Creating instances of inherited classes in Java

I have a class “Student” that extends an abstract class “Person”. If you were instantiating a new Student object, would you code:


Student newStudent = new Student( "John Doe" ); // Call this one 'A'

or


Person newStudent = new Student( "John Doe" ); // Call this one 'B'

Both forms appear to work the same, but my teacher and I keep arguing about which is preferable. I say A, she says B. I’ve looked it up in my two textbooks, and one uses A and one uses B.

So the questions are:

  1. What’s the difference? (if any)
  2. Which style is better? (if either)

And no, this is NOT a homework question.

Why does she think that the second one is preferable?

Because it’s what the textbook we’re using in class uses. (Java Outside In: a thouroughly terrible book, IMHO) I actually think it’s a horrible idea, and it wouldn’t even compile if I were designing the language. It’s especially confusing when I type:


Person aStudent = new Student( "John Doe" );
aStudent.showCurrentGPA(); // showCurrentGPA() defined in class Student

The actual meaning of the code seems very muddled to me, since a generic Person object shouldn’t have a showCurrentGPA() method.

Your teacher is a boob.

Which is preferable is completely context-dependent.

If you need to use the generic class (Person) for, say, passing to a method that specifies ‘Person’ as a parameter, then use method ‘b’.

On the other hand, if you’re planning on using the object as a Student, might as well refer to it as Student when you instantiate it.

Really, either way is fine. The only thing you’re risking is that might have to cast it later on, and the code will be easier to read without a bunch of casts.

If your teacher says that ‘a’ or ‘b’ is preferable in all situations, she’s wrong.

On second thought, yeah, what Friedo said.

I would have to double check this but I believe that method A will also work in this situation due to how Java implements polymorphism (dynamic binding).

The only time I would use A is if newStudent could somewhere else be assigned an object of class Person or some other subclass of Person, but the naming in your example makes this seem unlikely.

What level of school is this? What are the credentials of your teacher?

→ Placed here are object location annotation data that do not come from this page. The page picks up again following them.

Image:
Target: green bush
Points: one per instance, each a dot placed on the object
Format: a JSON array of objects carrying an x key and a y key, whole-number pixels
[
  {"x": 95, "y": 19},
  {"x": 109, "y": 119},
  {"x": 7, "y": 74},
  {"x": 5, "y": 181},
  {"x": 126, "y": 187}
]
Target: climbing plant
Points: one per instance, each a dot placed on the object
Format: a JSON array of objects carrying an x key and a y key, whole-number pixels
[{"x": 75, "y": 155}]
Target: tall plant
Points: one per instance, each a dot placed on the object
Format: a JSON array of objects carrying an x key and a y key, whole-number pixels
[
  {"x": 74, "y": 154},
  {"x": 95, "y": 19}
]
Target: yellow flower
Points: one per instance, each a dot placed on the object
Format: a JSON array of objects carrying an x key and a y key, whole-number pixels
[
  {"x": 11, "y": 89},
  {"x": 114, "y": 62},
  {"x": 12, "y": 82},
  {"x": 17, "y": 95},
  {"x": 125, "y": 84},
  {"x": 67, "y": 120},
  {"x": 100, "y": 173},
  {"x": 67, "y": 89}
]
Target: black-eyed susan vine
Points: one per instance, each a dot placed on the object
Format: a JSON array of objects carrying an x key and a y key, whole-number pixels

(Teachers are not always right. I had to correct my daughter’s fourth grade teacher when she said that “another name for the Prime Meridian is the International Dateline.”)

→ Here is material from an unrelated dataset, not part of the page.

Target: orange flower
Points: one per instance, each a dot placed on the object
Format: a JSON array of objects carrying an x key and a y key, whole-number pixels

It sounds like your book/teacher is trying to present dynamic dispatch and failing miserably. Shame, really, as that’s one of the most important ideas in object-oriented programming.

If you need methods of the Student class, then obviously you have to use it. If you don’t need methods of the Student class(ie the only methods that you’ll be calling are declared in the Person class), then this really becomes a matter of style*. When it comes to matters of style, you can’t say that one is “better” than another (well, unless the “style” in question is something ludicrous like using no newlines whatsoever).

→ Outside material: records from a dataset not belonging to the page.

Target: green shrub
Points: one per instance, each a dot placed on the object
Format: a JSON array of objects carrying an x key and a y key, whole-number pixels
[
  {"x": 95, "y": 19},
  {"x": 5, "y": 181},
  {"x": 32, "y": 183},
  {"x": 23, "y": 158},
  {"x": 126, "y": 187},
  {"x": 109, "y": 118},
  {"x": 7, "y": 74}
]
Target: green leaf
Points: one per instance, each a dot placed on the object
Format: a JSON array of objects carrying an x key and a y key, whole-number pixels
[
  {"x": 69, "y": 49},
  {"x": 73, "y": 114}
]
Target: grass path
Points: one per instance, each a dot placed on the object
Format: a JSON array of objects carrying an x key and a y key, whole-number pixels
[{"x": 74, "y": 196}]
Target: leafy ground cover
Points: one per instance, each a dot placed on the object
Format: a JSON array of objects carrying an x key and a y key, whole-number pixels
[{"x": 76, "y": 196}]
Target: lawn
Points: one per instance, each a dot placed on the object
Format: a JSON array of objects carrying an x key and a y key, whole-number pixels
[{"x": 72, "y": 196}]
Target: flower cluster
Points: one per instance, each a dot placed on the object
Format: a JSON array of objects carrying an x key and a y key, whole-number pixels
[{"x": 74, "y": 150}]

However, when it comes to matters of style, you should go with the style your boss mandates. In this case I agree that it’s silly, but is it really worth the effort to fight it?

  • Well, I suppose given a sufficiently clever JIT compiler you might see a slight performance enhancement from using A, but it’s also possible that the compiler could be smart enough to apply the same optimization using style B anyway.

Sometimes. I got my first job because I described an argument I had with a teaching assistant in college when I thought I was right about a structured design issue. The hiring manager agreed with me and liked that I would stand up for an idea I thought was right.

I was talking about style issues, not design issues. Style is mostly a matter of personal preference.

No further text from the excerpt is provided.